Key finding: Step-level representation is critical; instance-level buffering degrades CVRP AP by 7x. Last-epoch-only collection is also important for stability.

Key Findings

  • Zero-shot Generalization Gain: On TSPLIB, LLR-BC (18.08) outperforms Fine-tuning (38.16). Knowledge accumulated during lifelong learning enhances generalization.
  • Cross-solver Universality: LLR-BC improves AP on both Omni (34.7→16.5) and INViT (28.6→23.8).
  • Behavior-space Plasticity: Unlike EWC's parameter constraints, LLR-BC allows parameter freedom while aligning output behaviors. Thus, learning does not slow down as more tasks are added.
  • Hyperparameter Insensitivity: Performance is robust across variations in \(\alpha\), \(|\mathcal{B}|\), and \(|\mathcal{E}|\).

Highlights & Insights

  • Step-level representation is a core contribution: Splitting full solutions into step-wise state-distribution pairs as experience units enables scale-compatibility and high information density with low overhead.
  • RKLD application: Leveraging the mode-seeking property of RKLD aligns the distillation objective with the downstream greedy inference method.
  • Minimal memory footprint: Significant performance gains are achieved with a buffer occupying only 0.01% of total training experience.

Limitations & Future Work

  • Fixed \(|\mathcal{E}|\) imbalance: High old-experience ratios in small tasks might inhibit plasticity, while the reverse is true for large tasks. Adaptive sampling is needed.
  • Homogeneous VRP only: Cross-task lifelong learning (e.g., TSP to CVRP) has not been explored.
  • Task boundary assumption: The model assumes known task transitions. Handling continuous distribution drift is a future direction.
  • Constructionist-only focus: Lifelong learning behaviors in improvement-based solvers may differ.
  • vs EWC (Parameter Regularization): EWC's constraints accumulate and reduce plasticity. LLR-BC maintains plasticity by constraining only the behavior space.
  • vs Li et al. / Feng et al. (VRP Lifelong Learning): These rely on active instance generation for old tasks.
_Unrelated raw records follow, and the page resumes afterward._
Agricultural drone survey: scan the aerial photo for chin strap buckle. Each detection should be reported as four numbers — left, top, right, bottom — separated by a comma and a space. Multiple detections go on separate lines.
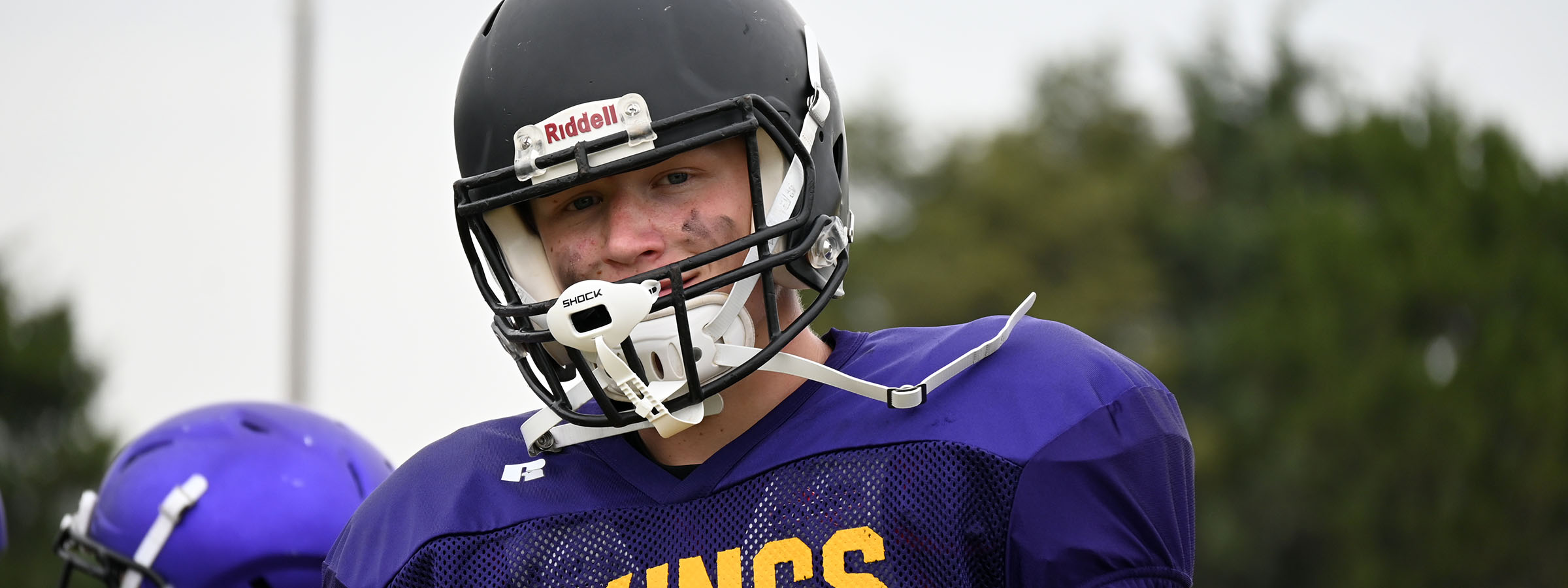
887, 383, 926, 408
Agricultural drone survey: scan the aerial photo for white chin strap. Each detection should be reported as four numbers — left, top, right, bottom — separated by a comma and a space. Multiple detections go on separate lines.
59, 474, 207, 588
522, 293, 1035, 455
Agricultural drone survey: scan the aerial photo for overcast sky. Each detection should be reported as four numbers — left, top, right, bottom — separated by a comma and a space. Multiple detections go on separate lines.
0, 0, 1568, 463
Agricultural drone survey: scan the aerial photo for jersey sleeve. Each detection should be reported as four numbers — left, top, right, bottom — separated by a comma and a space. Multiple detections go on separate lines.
1007, 387, 1195, 588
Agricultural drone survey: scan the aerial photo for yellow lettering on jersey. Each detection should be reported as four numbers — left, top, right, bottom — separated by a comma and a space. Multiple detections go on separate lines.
681, 547, 740, 588
822, 527, 887, 588
647, 563, 670, 588
751, 536, 814, 588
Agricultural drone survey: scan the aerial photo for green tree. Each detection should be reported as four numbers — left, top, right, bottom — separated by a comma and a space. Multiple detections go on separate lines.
825, 35, 1568, 587
0, 269, 114, 587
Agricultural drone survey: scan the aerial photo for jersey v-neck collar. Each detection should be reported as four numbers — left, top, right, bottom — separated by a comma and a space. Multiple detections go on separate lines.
585, 329, 867, 503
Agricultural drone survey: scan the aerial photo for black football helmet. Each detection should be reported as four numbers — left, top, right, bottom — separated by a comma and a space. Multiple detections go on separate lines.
453, 0, 853, 448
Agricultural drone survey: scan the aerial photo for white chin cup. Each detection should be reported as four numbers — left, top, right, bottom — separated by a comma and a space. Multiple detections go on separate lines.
583, 291, 756, 401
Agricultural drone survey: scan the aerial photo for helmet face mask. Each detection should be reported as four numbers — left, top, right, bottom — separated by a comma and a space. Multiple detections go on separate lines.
455, 1, 850, 427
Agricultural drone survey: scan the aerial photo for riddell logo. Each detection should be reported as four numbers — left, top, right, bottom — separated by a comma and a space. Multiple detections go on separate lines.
561, 290, 604, 309
544, 105, 621, 142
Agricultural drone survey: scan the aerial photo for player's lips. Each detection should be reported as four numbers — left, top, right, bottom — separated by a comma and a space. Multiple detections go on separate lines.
659, 270, 696, 298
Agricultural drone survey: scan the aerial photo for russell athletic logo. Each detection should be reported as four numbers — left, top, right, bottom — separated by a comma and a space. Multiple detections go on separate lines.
544, 103, 621, 144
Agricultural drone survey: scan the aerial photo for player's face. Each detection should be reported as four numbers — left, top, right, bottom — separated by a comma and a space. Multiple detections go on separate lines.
530, 140, 751, 297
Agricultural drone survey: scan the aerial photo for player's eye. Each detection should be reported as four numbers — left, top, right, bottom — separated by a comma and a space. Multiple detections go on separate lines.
566, 195, 599, 212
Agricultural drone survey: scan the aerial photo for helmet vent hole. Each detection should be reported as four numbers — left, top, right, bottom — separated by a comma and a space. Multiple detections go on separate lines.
348, 461, 365, 498
121, 439, 174, 467
832, 135, 843, 183
480, 0, 506, 36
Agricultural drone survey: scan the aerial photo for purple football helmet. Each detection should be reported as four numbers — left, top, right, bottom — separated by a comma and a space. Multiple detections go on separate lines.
55, 403, 392, 588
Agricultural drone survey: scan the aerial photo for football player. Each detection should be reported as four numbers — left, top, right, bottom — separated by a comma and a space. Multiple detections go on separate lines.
326, 0, 1193, 588
55, 403, 392, 588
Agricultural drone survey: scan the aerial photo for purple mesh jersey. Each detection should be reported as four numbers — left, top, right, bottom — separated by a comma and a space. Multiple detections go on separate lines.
326, 317, 1195, 588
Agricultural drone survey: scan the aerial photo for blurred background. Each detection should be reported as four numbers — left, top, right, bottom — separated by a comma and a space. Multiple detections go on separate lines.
0, 0, 1568, 587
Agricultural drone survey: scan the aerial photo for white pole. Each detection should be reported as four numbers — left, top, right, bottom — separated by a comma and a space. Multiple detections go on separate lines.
284, 0, 315, 406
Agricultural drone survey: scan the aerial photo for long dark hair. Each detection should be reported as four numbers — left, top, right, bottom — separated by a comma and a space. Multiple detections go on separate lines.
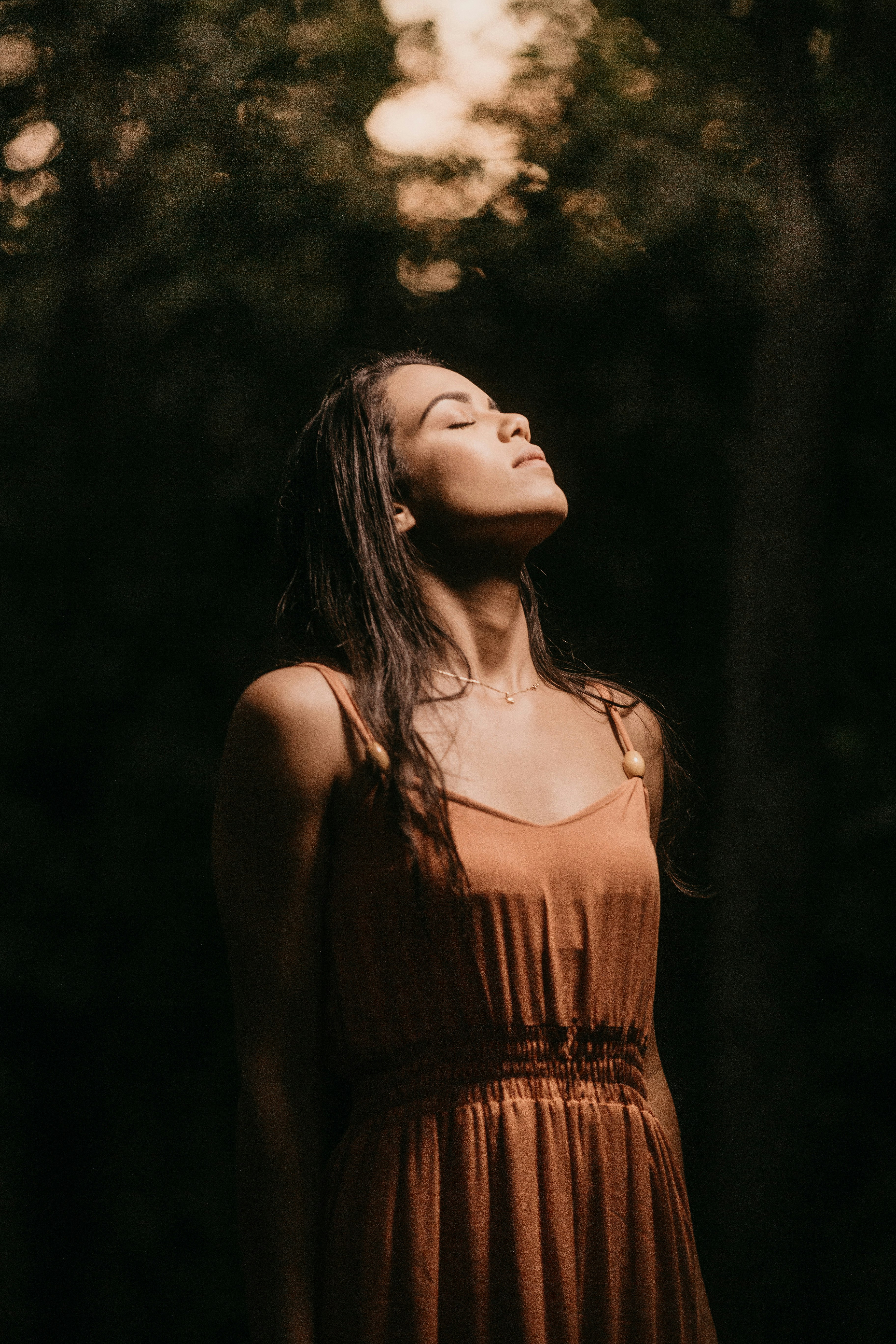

LLR-BC requires only historical fragments (0.01% overhead) and no new generation.
  • vs DER++ (General Experience Replay): LLR-BC introduces CaEW and RKLD specifically designed for the sequential greedy decision-making context of VRP.

Rating

  • Novelty: ⭐⭐⭐⭐ Extends lifelong learning to distribution+scale VRP scenarios with insightful step-level representation.
  • Experimental Thoroughness: ⭐⭐⭐⭐⭐ Extensive benchmarks across 2 problem types, multiple solvers, and comprehensive ablations.
  • Writing Quality: ⭐⭐⭐⭐ Clear structure and rigorous definitions.
  • Value: ⭐⭐⭐⭐ High efficiency and generalizable framework for sequential decision-making.